Ia menutup matanya, mencoba merasakan kedamaian meskipun perasaan kacau memenuhi dada. Beberapa detik kemudian, ia meraih ponselnya lagi, membuka galeri foto, dan menemukan gambar Arka yang diambil beberapa bulan lalu saat mereka menghabiskan waktu bersama. Senyum Arka di foto itu begitu hangat, penuh kebahagiaan. Ia hampir bisa merasakan kehadirannya di sampingnya.
"Kenapa kita berubah, Ka?" tanyanya lirih, seolah-olah Arka bisa mendengarnya dari jauh.
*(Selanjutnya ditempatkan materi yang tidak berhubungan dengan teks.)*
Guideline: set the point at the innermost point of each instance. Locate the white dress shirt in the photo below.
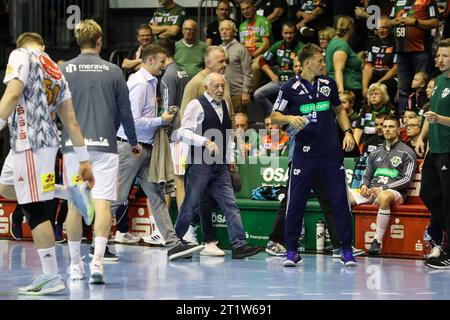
(193, 118)
(144, 106)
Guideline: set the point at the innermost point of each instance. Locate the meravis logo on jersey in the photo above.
(48, 182)
(50, 67)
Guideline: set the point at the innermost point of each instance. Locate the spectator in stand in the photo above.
(386, 181)
(246, 138)
(189, 51)
(277, 64)
(255, 33)
(407, 116)
(238, 72)
(413, 129)
(348, 102)
(213, 37)
(133, 61)
(273, 10)
(343, 64)
(370, 145)
(325, 36)
(312, 16)
(275, 141)
(435, 187)
(167, 21)
(412, 24)
(418, 98)
(381, 60)
(377, 102)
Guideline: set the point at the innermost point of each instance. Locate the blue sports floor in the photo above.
(145, 273)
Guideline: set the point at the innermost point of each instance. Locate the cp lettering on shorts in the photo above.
(76, 180)
(48, 181)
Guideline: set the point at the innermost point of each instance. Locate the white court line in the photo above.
(424, 293)
(350, 293)
(389, 293)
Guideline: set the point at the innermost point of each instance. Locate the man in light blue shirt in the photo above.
(142, 87)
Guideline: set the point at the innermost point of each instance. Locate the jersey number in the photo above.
(51, 93)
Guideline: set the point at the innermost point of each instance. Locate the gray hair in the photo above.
(231, 23)
(210, 50)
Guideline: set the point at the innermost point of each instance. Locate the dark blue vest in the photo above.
(212, 121)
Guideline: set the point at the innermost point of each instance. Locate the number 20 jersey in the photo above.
(32, 124)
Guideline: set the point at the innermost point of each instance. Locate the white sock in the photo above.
(99, 249)
(61, 192)
(383, 217)
(75, 252)
(48, 261)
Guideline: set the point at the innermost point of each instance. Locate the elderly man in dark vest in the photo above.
(206, 127)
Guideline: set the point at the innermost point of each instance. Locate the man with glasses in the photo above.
(381, 61)
(167, 21)
(133, 61)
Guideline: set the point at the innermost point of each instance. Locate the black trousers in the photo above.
(277, 234)
(435, 193)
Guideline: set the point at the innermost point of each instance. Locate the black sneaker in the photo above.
(109, 256)
(244, 251)
(183, 250)
(16, 228)
(443, 262)
(375, 248)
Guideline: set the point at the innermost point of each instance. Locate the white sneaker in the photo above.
(42, 285)
(155, 239)
(436, 252)
(212, 250)
(96, 274)
(76, 271)
(126, 237)
(191, 235)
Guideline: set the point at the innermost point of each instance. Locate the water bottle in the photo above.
(320, 236)
(302, 240)
(426, 243)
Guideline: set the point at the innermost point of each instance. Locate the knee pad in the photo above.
(37, 212)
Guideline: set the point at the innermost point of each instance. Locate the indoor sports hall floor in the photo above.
(145, 273)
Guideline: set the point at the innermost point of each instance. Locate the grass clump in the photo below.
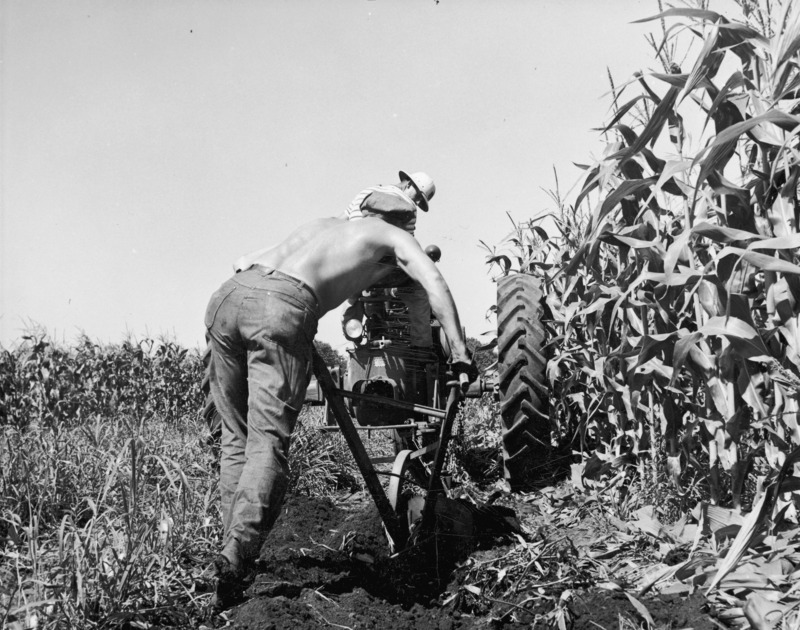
(109, 502)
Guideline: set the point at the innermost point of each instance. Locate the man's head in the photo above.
(405, 220)
(419, 187)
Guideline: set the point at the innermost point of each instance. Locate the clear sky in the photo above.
(145, 145)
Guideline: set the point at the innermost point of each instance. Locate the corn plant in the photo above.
(674, 279)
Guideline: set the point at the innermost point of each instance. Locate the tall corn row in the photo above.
(674, 279)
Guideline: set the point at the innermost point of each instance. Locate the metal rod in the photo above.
(435, 483)
(382, 427)
(391, 402)
(350, 434)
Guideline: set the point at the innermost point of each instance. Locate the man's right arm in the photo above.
(413, 260)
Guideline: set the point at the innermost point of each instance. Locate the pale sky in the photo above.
(145, 145)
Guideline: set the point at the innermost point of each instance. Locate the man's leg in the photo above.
(228, 383)
(277, 378)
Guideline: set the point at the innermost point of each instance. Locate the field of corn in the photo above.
(673, 317)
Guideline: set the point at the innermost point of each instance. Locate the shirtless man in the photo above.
(261, 324)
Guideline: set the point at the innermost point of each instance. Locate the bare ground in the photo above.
(327, 565)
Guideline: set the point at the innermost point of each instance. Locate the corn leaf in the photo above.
(706, 65)
(740, 334)
(699, 14)
(754, 521)
(781, 213)
(719, 151)
(625, 189)
(723, 234)
(762, 261)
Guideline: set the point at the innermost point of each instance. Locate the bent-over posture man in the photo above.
(262, 324)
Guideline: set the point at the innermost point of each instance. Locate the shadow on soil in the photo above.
(327, 565)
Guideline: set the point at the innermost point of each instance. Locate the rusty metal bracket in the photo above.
(345, 422)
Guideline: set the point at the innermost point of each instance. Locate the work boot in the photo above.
(231, 584)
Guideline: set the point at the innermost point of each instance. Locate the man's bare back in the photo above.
(335, 257)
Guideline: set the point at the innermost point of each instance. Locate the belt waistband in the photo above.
(276, 273)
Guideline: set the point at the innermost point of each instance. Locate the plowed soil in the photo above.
(327, 565)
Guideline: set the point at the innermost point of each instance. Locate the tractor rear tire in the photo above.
(522, 378)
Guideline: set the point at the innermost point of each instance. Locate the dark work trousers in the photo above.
(261, 324)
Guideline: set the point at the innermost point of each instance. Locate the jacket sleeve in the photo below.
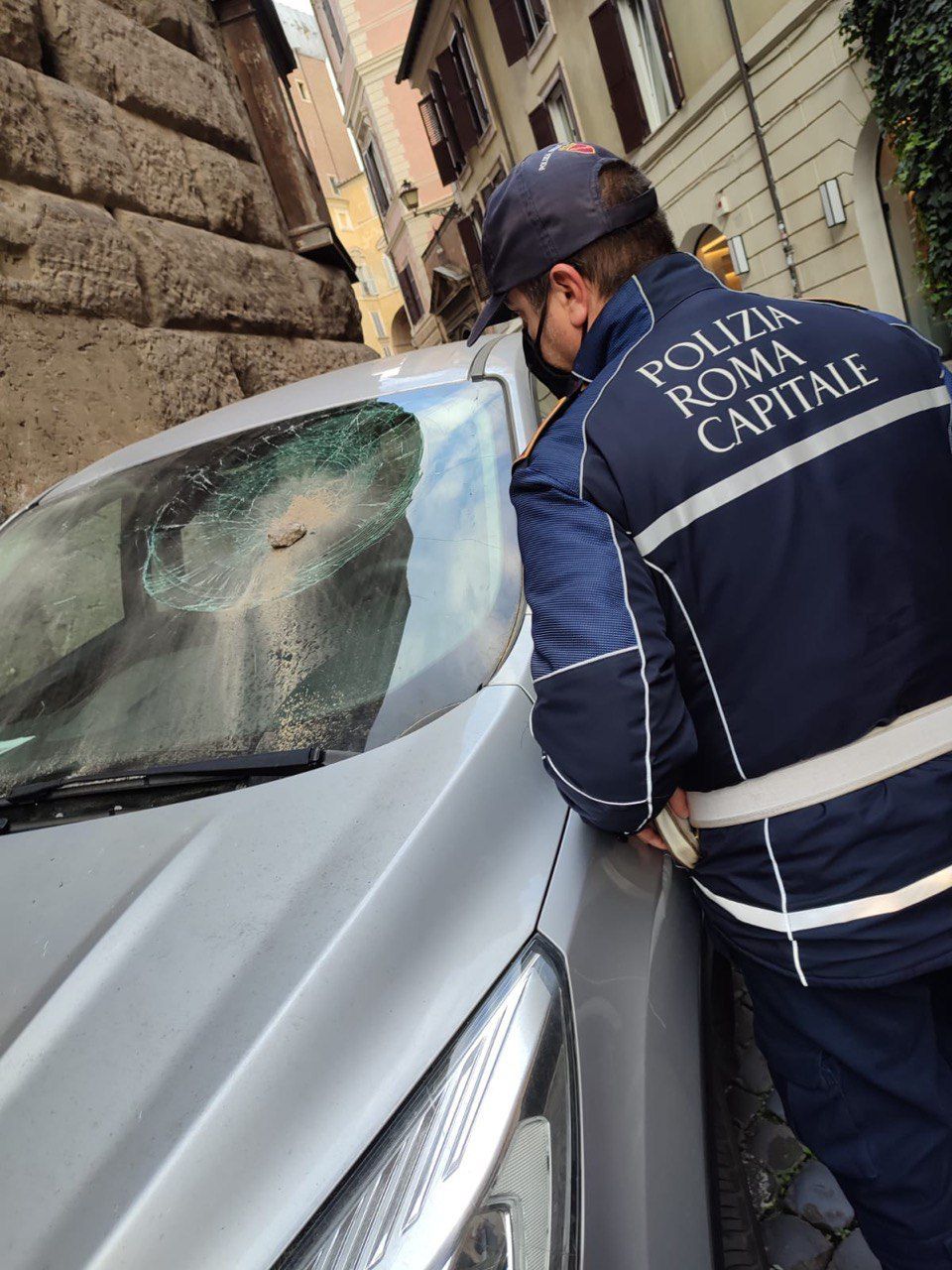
(608, 716)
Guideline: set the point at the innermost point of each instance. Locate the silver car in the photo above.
(304, 964)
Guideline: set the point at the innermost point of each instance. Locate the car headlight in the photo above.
(479, 1169)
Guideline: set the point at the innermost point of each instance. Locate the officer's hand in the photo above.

"Apa gue nggak cukup baik selama ini jadi sahabat lo? Atau mungkin gue nggak pernah benar-benar ngerti lo?"
Siera merasakan hatinya yang semakin rapuh. Ia ingin sekali menyelesaikan semuanya, berbicara dengan Arka, mengungkapkan semua perasaan yang tertahan. Tetapi Arka sudah tidak ada disampingnya lagi.
Hari-hari Siera berlalu dalam keheningan. Ia mencoba tetap sibuk, menjalani aktivitas seperti biasa, tapi bayangan Arka selalu menghantui. Kekosongan itu tak tergantikan, seperti ruang yang terlalu besar untuk diisi oleh siapa pun.
Namun, waktu, meski perlahan, menjadi sekutunya. Siera mulai menerima kenyataan pahit yang tidak pernah ia bayangkan sebelumnya. Arka pergi tanpa memberitahunya, dan mungkin ini adalah akhir dari cerita mereka. Pertemanan sejak kecil yang yang dimulai dengan hangat, namun kini berakhir dalam dinginnya kesunyian. . Ia sadar, ada hal-hal yang tidak selalu membutuhkan jawaban. Mungkin juga ada alasan di balik kepergiannya, tetapi Siera memilih untuk tidak mencarinya.
Kadang, orang yang paling lo percaya pun bisa ninggalin lo tanpa alasan.